A coordinated strategy would provide competitive advantage to Canada, placing it on a level playing field with other nations, including the US, Australia, China and Europe, who have begin to make major investments. These countries recognize the potential value of research data in accelerating new discoveries when they are available for reuse and repurposing. The ROI is estimated to be high (a UK example is given), and real opportunities for new discoveries have already been realized in Canada as a result of access to previously collected data.

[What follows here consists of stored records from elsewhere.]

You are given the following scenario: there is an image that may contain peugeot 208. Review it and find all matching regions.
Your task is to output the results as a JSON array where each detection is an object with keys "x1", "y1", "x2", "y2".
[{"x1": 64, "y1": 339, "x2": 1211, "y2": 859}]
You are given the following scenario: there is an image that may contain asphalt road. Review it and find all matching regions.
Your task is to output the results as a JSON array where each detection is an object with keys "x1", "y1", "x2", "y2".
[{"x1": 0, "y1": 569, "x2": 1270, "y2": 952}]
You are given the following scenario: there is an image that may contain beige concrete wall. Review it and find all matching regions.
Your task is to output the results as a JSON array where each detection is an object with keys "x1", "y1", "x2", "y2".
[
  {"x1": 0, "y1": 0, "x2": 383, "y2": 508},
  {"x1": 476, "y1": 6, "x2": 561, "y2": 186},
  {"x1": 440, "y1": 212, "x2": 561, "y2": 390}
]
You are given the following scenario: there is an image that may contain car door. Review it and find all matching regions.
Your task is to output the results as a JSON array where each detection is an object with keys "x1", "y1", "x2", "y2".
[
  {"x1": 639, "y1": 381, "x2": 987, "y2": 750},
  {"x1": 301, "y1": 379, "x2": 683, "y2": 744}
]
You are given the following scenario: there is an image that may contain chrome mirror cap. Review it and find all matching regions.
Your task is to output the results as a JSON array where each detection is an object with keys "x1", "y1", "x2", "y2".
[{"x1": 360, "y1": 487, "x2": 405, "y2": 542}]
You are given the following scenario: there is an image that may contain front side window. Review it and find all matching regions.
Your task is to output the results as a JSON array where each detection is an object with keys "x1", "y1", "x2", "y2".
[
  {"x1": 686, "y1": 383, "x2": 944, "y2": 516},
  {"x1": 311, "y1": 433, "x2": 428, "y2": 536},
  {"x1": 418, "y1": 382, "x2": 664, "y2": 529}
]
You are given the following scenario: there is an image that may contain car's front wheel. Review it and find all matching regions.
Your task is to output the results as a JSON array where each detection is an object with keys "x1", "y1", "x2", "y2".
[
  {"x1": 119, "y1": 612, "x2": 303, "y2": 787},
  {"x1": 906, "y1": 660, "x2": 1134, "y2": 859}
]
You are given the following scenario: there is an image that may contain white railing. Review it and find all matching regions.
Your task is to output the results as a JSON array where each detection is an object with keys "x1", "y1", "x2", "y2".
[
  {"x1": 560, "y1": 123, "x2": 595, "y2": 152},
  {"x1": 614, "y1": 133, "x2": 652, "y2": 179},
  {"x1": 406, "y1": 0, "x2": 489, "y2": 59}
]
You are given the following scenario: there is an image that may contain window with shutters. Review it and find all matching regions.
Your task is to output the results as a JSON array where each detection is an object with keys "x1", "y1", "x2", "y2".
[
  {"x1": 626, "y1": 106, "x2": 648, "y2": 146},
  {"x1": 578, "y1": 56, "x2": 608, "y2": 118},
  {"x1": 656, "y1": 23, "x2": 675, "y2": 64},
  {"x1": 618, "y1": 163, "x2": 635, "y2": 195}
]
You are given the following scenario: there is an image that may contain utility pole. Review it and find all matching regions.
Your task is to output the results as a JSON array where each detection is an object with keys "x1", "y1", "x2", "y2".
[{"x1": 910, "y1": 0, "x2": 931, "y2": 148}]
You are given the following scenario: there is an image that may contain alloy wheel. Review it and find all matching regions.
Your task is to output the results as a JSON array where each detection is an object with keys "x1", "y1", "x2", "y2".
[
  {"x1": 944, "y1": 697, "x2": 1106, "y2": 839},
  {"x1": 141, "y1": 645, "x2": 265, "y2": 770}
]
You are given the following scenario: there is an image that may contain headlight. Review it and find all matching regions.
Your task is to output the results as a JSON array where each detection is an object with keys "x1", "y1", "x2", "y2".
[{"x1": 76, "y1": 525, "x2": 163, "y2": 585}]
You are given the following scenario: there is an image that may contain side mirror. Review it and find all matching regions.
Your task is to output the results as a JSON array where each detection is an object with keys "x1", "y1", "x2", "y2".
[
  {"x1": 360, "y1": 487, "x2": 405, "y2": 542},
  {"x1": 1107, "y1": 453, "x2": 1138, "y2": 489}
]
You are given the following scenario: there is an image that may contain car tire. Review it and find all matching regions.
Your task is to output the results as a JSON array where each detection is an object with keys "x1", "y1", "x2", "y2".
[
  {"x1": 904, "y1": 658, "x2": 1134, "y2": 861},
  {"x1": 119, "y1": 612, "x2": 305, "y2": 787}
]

Research Data Strategy Working Group recommendations:
Each of the four priority fields in the federal government‟s science and technology strategy, Mobilizing Science and Technology to Canada's Advantage are hugely data dependent. A major initiative to re-use and re-purpose data would leverage the major public R&D investments to solve pressing research problems and provide economic benefits.
Canadian governments and publicly funded researchers produce huge amounts of data that hold enormous potential for additional discovery and innovation. Currently, Canada lacks any coordinated strategy to re-use and re-purpose research data to solve pressing research problems and commercialize results. We need policy regarding the public interest in these data. Currently Canada is at a disadvantage compared to other nations. In 2004, Canada agreed to the OECD Principles and Guidelines for Access to Research Data from Public Funding; however, unlike other signatories, Canada has not yet responded with concrete actions to give substance to the agreement. As a result, huge amounts of publicly funded data are being lost, along with their potential for reuse.

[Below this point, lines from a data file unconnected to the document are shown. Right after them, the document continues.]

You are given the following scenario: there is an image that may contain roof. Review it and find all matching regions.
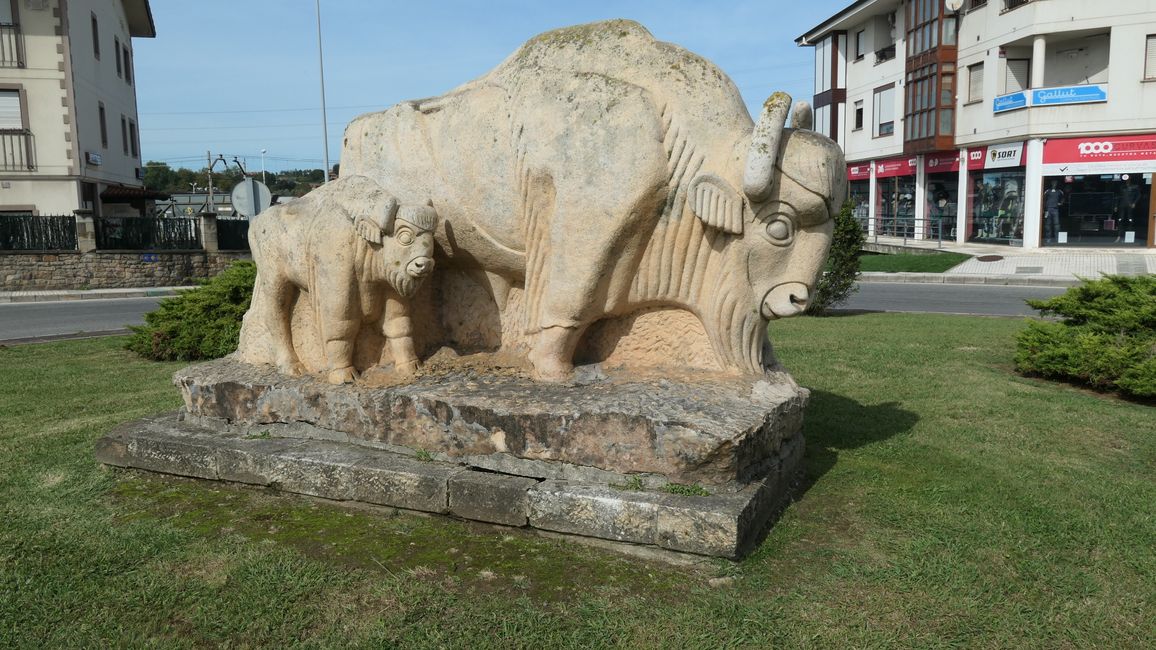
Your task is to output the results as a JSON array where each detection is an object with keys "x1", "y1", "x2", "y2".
[
  {"x1": 101, "y1": 185, "x2": 169, "y2": 202},
  {"x1": 124, "y1": 0, "x2": 156, "y2": 38},
  {"x1": 795, "y1": 0, "x2": 899, "y2": 46}
]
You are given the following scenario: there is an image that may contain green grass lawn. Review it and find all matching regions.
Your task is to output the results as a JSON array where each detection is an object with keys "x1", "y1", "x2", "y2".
[
  {"x1": 0, "y1": 313, "x2": 1156, "y2": 649},
  {"x1": 859, "y1": 247, "x2": 971, "y2": 268}
]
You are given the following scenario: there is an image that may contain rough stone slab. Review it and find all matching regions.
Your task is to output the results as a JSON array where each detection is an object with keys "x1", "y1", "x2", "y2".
[
  {"x1": 96, "y1": 413, "x2": 803, "y2": 557},
  {"x1": 450, "y1": 472, "x2": 538, "y2": 526},
  {"x1": 173, "y1": 359, "x2": 809, "y2": 486}
]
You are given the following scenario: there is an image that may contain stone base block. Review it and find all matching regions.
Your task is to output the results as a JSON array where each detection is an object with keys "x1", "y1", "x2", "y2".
[
  {"x1": 96, "y1": 413, "x2": 803, "y2": 559},
  {"x1": 175, "y1": 359, "x2": 809, "y2": 492}
]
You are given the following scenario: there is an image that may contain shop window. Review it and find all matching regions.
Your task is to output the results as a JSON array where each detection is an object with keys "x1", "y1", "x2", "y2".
[
  {"x1": 96, "y1": 102, "x2": 109, "y2": 149},
  {"x1": 1144, "y1": 34, "x2": 1156, "y2": 79},
  {"x1": 874, "y1": 83, "x2": 895, "y2": 138},
  {"x1": 1003, "y1": 59, "x2": 1031, "y2": 93},
  {"x1": 968, "y1": 64, "x2": 984, "y2": 103}
]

Major investments are being made in this area in the United States, Europe, China, and Australia. These countries recognize the potential value of research data in accelerating new discoveries when they are available for reuse and repurposing. For instance, Australia is spending $72M over 4 years further develop the Australian Research Data Commons research infrastructure program, and has additional programs that address high performance computing and other essential aspects of the digital economy. The US National Science Foundation, for example, established the Sustainable Digital Data Preservation and Access Network Partners (DataNet) in 2008, and will fund $100M over 5 years to projects that will build a national capacity. The European Commission's 7th framework has a new programme to network European scientific repositories (DRIVER-II). Canada needs similar infrastructure investment in research data management, to maximize our return on our investment in research, which totals at least $5 billion annually.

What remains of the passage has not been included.